Indexing nodes can only be performed if your containers are performing node-level storage. You should consider using node indices if you have a few large documents stored in your containers and you will be performing queries intended to retrieve subsections of those documents. Otherwise, you should use document level indexes.
Because node indices can actually be harmful to your application's performance, depending on the actual read/write activity on your containers, expect to experiment with your indexing strategy to find out whether node or document indexes work best for you.
Node indices contain a little more information, so they may take more space on disk and could also potentially take longer to write. For example, consider the following document:
<names> <name>joe</name> <name>joe</name> <name>fred</name> </names>
If you are using document-level indexing, then there is one index entry for each unique
value occurring in the document for a given index. So if you have a string index on the name
element, the above document would result in two index entries; one for joe
and another for
fred
.
However, for node-level indices, there is one index entry for each node regardless of whether it is unique.

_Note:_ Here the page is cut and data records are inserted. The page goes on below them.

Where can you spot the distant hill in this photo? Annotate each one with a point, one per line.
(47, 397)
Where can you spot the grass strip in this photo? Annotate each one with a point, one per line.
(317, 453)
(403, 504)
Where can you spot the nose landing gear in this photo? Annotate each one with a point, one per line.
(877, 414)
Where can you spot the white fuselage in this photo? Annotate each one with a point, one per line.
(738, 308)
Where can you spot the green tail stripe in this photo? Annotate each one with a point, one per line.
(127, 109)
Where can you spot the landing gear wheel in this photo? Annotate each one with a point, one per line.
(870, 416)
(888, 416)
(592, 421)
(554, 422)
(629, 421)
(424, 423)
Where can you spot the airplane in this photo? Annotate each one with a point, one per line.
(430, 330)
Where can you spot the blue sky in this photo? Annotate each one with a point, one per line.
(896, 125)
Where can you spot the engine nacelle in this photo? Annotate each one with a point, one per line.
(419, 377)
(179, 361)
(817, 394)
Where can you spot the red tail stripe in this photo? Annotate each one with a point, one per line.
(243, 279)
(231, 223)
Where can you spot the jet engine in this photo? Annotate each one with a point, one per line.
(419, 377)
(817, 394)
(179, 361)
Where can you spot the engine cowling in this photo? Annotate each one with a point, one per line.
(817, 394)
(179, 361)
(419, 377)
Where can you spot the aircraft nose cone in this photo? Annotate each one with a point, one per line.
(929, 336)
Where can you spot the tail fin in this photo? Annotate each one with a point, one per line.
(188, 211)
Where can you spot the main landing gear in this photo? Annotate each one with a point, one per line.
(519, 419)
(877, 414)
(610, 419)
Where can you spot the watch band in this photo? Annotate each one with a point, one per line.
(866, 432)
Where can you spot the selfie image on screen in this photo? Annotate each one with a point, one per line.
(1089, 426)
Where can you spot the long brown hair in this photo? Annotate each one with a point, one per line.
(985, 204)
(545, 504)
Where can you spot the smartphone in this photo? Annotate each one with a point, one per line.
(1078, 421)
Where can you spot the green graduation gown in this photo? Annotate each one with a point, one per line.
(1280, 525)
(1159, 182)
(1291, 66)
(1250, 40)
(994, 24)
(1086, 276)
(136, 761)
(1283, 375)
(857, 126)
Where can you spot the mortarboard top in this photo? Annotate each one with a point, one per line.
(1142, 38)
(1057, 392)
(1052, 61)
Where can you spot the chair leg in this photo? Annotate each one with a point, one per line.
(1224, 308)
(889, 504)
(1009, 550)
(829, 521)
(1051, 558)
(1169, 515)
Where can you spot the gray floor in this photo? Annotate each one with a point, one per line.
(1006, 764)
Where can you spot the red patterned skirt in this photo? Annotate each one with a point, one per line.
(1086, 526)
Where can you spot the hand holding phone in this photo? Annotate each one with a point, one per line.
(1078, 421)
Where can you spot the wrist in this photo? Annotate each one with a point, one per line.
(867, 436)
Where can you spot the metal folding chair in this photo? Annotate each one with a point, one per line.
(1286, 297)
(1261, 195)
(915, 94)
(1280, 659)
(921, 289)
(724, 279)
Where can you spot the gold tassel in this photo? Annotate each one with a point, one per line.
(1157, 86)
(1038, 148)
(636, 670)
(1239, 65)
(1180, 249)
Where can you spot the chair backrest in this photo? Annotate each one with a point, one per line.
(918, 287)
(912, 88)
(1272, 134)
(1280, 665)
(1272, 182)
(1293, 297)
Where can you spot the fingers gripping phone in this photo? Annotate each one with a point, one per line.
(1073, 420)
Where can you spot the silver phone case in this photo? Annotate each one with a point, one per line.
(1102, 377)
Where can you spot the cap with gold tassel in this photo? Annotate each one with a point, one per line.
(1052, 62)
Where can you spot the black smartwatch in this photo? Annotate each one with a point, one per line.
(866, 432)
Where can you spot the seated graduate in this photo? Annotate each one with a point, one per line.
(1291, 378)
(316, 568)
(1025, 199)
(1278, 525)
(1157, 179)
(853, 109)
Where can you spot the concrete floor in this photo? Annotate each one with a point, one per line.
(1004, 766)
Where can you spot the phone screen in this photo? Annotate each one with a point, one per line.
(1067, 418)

Therefore, given an a string index on the name
element, the above document would result in
three index entries.
Given this, imagine that the document in use had 1000 name
elements, 500 of which contained
joe
and 500 of which contained fred
. For document-level indexing, you
would still only have two index entries, while for node-level indexing you would have 1000 index entries per
stored document. Whether the considerably larger size of the node-level index is worthwhile is something that
you would have to evaluate based on the number of documents you are storing and the nature of your query
patterns.
Note that by default, containers of type NodeContainer
use node-level indexes.
Containers of type WholedocContainer
use document level indexes by
default. You can change the default indexing strategy for a container by
setting
XmlContainerConfig::setIndexNodes()
to
XmlContainerConfig::On
(for node-level indexes) or to
XmlContainerConfig::Off
(for document-level indexes).
You can tell whether a container is using node-level indices using the
XmlContainer::getIndexNodes()
method. If the container is creating node-level indices, this method will return true
.
You can switch between node-level indices and document-level indices using the
XmlManager::reindexContainer()
method. Specify
XmlContainerConfig::On
to
XmlContainerConfig::setIndexNodes()
to cause the container to use node-level indices. Specify
XmlContainerConfig::Off
to cause it to use document-level indices. Note that this method
causes your container to be completely re-indexed. Therefore, for
containers containing large amount of data, or large numbers of
indices, or both, this method should not be used routinely as it
may take some time to write the new indices.